1010417 - Very slow sqlite performance without asm.js

Reporter

Description

•

11 years ago

Attached file sqlite.html — Details

The attached sqlite testcase (from the massive wip benchmark) prints out a time in the console when it finishes. It takes less than a second with asm.js optimizations, and 10 seconds without. Worse, it takes 60 seconds every several runs.

Jan de Mooij [:jandem]

Updated

•

11 years ago

Flags: needinfo?(jdemooij)

Alon Zakai (:azakai)

Reporter

Comment 1

•

11 years ago

I ran tracelogging. I see 62% of time in baseline, 28% in ion. ion compile is 4%, the rest are almost zero. So perhaps we are not reaching ion for some reason? The function where we spend the most time says Script Times called Times compiled Total time ▴ Spend time script sqlite.js:6622:48696 1891159 0 39.31% Baseline: 99.68%, Interpreter: 0.02%, BaselineCompilation: 0.3%, so it is never compiled (i assume that means by ion, not baseline), but called a huge number of times, and runs almost entirely in baseline. Next two functions (after which the rest are negligible) are script sqlite.js:6622:138026 1891246 4 16.82% IonMonkey: 42.79%, Baseline: 47.04%, IonCompilation: 9.32%, Interpreter: 0.04%, IonLinking: 0.24%, BaselineCompilation: 0.57%, script sqlite.js:6622:11 10149 2 16.12% IonMonkey: 62.3%, Baseline: 28.81%, IonCompilation: 6.93%, GC: 0.97%, MinorGC: 0.01%, Interpreter: 0.04%, IonLinking: 0.74%, BaselineCompilation: 0.21%, so they do ion compile, 2 and 4 times respectively, but still spend a lot of time in baseline. Is there a way for me to find out more (why it wouldn't compile the top function)?

Alon Zakai (:azakai)

Reporter

Comment 2

•

11 years ago

This benchmark gets 20% faster with --ion-limit-script-size=off. IONFLAGS=aborts doesn't show any more compilation aborts with that set (while without it it does). Tracelogging shows baseline goes down a little to 49%, ion up a little to 33%, and ion compilation goes to 10%. The top function that was online baselined before is now 3rd from the top, script sqlite.js:6622:138026 1891245 4 21.39% IonMonkey: 35.52%, Baseline: 53.57%, IonCompilation: 9.41%, IonLinking: 0.24%, GC: 0.95%, Interpreter: 0%, BaselineCompilation: 0.3%, MinorGC: 0%, script sqlite.js:6622:11 10149 2 16.48% IonMonkey: 56.95%, Baseline: 33.08%, IonCompilation: 8.65%, Interpreter: 0.05%, IonLinking: 1.01%, BaselineCompilation: 0.26%, script sqlite.js:6622:48696 1891164 3 14.49% Baseline: 52.2%, IonMonkey: 33.27%, IonCompilation: 13.15%, IonLinking: 0.33%, Interpreter: 0.01%, BaselineCompilation: 1.04%, I ran the emscripten benchmark suite locally with and without the script size limit (all without odin). Looks like it speeds lua and zlib a little bit. I suspect sqlite is more extreme in suffering from the limit, due to the single huge function. I wonder if this isn't also a factor in why things like the Unity DT2 demo are sluggish without odin. As we have parallel compilation, is there a reason not to remove the script size limit?

Alon Zakai (:azakai)

Reporter

Comment 3

•

11 years ago

Another thing I noticed, PhiAnalysis takes over 33% of ion compilation time in the top 4 functions in this benchmark, easily beating the next two which are GVN and RegisterAllocation. Is that expected?

Jan de Mooij [:jandem]

Comment 4

•

11 years ago

Hannes, maybe you can help Alon investigate this? I assume it's possible to turn the attachment into a shell testcase without too much work. Thanks!
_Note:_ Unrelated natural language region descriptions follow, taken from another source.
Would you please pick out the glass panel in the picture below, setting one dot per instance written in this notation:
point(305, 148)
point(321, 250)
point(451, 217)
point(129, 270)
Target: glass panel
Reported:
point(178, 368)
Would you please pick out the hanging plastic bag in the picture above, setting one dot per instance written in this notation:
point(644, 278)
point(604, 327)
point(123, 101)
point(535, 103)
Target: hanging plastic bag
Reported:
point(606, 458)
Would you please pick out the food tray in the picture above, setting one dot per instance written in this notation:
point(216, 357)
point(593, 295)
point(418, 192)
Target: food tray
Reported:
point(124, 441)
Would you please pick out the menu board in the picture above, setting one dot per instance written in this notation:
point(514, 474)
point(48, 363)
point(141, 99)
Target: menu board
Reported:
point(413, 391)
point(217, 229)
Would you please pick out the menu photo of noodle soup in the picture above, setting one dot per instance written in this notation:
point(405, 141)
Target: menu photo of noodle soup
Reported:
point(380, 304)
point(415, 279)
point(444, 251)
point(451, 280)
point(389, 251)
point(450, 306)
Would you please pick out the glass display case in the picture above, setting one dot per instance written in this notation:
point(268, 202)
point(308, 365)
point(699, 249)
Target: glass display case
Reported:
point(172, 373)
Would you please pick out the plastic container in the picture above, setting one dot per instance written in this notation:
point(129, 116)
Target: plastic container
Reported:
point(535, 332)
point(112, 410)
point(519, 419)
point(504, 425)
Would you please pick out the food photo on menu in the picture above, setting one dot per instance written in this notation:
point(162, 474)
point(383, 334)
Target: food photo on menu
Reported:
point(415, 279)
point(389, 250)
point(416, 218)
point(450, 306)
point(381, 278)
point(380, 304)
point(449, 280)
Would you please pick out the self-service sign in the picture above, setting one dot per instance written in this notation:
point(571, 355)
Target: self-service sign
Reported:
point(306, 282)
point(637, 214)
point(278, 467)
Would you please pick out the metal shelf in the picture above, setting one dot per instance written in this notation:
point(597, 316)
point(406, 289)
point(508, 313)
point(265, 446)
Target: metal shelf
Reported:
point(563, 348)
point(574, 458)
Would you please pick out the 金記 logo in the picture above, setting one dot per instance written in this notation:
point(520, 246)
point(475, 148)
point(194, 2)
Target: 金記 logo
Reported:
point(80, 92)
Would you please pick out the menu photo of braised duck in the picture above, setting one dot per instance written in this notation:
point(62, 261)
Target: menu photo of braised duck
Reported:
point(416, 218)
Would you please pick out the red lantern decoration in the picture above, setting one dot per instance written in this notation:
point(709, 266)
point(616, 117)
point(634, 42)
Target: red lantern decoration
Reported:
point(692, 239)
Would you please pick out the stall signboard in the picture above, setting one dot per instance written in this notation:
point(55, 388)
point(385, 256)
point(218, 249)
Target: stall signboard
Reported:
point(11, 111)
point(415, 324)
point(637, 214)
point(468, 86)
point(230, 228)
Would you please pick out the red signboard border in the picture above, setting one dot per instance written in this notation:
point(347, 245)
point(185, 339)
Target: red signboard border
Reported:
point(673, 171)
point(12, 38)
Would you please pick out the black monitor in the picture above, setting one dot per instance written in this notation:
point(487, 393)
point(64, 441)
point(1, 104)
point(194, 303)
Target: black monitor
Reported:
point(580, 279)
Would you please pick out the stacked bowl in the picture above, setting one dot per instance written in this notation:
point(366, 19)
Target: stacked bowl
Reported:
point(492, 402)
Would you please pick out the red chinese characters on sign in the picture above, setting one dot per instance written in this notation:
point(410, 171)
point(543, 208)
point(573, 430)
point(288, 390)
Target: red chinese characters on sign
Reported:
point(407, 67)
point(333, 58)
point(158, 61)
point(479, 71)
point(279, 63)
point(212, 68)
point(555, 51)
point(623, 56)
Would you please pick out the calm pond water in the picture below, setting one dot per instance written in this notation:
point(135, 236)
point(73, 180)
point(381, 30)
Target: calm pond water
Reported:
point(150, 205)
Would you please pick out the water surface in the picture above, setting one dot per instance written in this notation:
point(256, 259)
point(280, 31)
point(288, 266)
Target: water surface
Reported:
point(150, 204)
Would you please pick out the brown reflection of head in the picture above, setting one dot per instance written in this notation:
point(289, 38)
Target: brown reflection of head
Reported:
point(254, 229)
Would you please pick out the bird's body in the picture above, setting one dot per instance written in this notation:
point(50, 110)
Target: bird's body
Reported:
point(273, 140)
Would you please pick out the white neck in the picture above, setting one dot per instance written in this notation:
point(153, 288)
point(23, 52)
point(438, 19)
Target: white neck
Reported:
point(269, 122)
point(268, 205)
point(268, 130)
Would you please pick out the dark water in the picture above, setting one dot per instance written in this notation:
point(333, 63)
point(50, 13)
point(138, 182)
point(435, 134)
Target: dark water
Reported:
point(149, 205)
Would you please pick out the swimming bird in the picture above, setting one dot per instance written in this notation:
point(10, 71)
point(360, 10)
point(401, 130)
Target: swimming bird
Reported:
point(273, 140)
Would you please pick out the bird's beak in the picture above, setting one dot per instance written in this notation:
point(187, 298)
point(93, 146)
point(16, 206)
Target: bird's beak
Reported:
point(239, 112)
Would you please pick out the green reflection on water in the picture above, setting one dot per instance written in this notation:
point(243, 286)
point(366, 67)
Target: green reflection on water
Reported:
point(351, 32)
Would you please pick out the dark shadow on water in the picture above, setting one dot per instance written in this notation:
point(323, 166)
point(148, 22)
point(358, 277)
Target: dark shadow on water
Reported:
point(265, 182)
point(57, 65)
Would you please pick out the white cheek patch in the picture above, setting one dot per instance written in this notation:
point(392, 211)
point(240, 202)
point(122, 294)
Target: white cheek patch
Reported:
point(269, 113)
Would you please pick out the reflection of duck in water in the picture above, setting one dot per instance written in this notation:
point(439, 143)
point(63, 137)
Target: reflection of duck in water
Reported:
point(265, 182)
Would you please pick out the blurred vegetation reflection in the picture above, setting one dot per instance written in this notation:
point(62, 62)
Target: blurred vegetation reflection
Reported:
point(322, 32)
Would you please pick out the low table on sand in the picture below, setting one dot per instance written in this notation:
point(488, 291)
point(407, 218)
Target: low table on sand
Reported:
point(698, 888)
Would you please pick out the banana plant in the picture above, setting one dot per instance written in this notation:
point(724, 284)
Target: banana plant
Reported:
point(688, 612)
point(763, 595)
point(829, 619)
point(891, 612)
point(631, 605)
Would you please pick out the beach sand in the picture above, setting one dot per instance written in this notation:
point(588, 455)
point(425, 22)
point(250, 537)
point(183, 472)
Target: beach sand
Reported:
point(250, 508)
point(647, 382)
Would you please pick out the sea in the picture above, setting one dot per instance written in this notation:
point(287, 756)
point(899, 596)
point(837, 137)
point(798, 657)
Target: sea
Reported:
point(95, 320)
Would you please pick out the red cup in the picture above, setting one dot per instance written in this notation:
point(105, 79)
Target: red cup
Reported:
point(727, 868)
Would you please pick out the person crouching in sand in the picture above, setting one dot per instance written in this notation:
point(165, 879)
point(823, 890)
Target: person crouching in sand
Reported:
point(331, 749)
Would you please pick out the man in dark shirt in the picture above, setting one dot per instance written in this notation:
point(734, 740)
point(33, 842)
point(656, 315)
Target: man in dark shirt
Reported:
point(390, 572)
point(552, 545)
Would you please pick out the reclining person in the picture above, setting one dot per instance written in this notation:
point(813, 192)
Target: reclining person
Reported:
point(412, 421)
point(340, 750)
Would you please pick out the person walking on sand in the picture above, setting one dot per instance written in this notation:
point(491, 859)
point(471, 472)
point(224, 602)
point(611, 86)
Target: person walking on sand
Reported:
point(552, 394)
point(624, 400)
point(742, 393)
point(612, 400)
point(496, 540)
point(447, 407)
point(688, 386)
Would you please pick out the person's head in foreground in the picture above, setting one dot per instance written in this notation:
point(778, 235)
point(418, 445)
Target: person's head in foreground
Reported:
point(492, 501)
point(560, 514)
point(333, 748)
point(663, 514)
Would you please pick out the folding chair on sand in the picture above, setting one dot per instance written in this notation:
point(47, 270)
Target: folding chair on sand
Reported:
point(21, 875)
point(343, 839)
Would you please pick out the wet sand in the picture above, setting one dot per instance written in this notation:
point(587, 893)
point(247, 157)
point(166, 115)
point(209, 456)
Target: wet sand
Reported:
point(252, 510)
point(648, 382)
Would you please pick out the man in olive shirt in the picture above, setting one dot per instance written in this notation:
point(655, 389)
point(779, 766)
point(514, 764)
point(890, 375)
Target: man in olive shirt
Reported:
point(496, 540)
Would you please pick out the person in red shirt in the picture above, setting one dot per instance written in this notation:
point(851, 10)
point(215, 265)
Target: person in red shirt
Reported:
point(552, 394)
Flags: needinfo?(jdemooij) → needinfo?(hv1989)

Hannes Verschore [:h4writer]

Assignee

Comment 5

•

11 years ago

(In reply to Alon Zakai (:azakai) from comment #3) > Another thing I noticed, PhiAnalysis takes over 33% of ion compilation time > in the top 4 functions in this benchmark, easily beating the next two which > are GVN and RegisterAllocation. Is that expected? A normal run will have: 1. RegisterAllocation: 20% - 40% 2. GVN: 10% - 20% PhiAnalysis should be around 1%. So 33% is really bad! We should investigate that definitely. (In reply to Alon Zakai (:azakai) from comment #2) > I ran the emscripten benchmark suite locally with and without the script > size limit (all without odin). Looks like it speeds lua and zlib a little > bit. I suspect sqlite is more extreme in suffering from the limit, due to > the single huge function. I wonder if this isn't also a factor in why things > like the Unity DT2 demo are sluggish without odin. > > As we have parallel compilation, is there a reason not to remove the script > size limit? Well we decided to have only 1 compilation unit at a time. So big scripts will slowdown any next compilation a lot! Technically it is possible to enable multiple compilation without issues. The reasoning behind not doing that is mostly oriented to not influence running benchmarks too much. So that we keep running "smoothly", instead of compilation taking the whole CPU over. Another reason is to not deplete battery on computers/laptops not too fast...

Flags: needinfo?(hv1989)

Alon Zakai (:azakai)

Reporter

Comment 6

•

11 years ago

(In reply to Jan de Mooij [:jandem] from comment #4) > I assume it's possible to > turn the attachment into a shell testcase without too much work. Yes, just remove the first and last two lines (which define a body and script tag). (In reply to Hannes Verschore [:h4writer] from comment #5) > (In reply to Alon Zakai (:azakai) from comment #2) > > I ran the emscripten benchmark suite locally with and without the script > > size limit (all without odin). Looks like it speeds lua and zlib a little > > bit. I suspect sqlite is more extreme in suffering from the limit, due to > > the single huge function. I wonder if this isn't also a factor in why things > > like the Unity DT2 demo are sluggish without odin. > > > > As we have parallel compilation, is there a reason not to remove the script > > size limit? > > Well we decided to have only 1 compilation unit at a time. So big scripts > will slowdown any next compilation a lot! Technically it is possible to > enable multiple compilation without issues. The reasoning behind not doing > that is mostly oriented to not influence running benchmarks too much. So > that we keep running "smoothly", instead of compilation taking the whole CPU > over. Another reason is to not deplete battery on computers/laptops not too > fast... Ok, I understand about battery life, etc. However, I suspect the script size limit - which is fairly large right now :) - is not hit by anything significant aside from large compiled code, where we don't want the limit anyhow, like asm.js and mandreel. Looks like it does affect octane-mandreel, removing the script size limit makes it speed up from 27100, 27018, 27018 (3 runs) to 27218, 27249, 27249 which looks fairly consistent, almost a 1% win. I don't see other changes on octane, although several of the tests there are very noisy so its hard to tell - but I would be very surprised if they had anything big enough to hit the limit. So far it looks like there are only benefits to removing the limit, is there something else I should test, where we worry about a regression?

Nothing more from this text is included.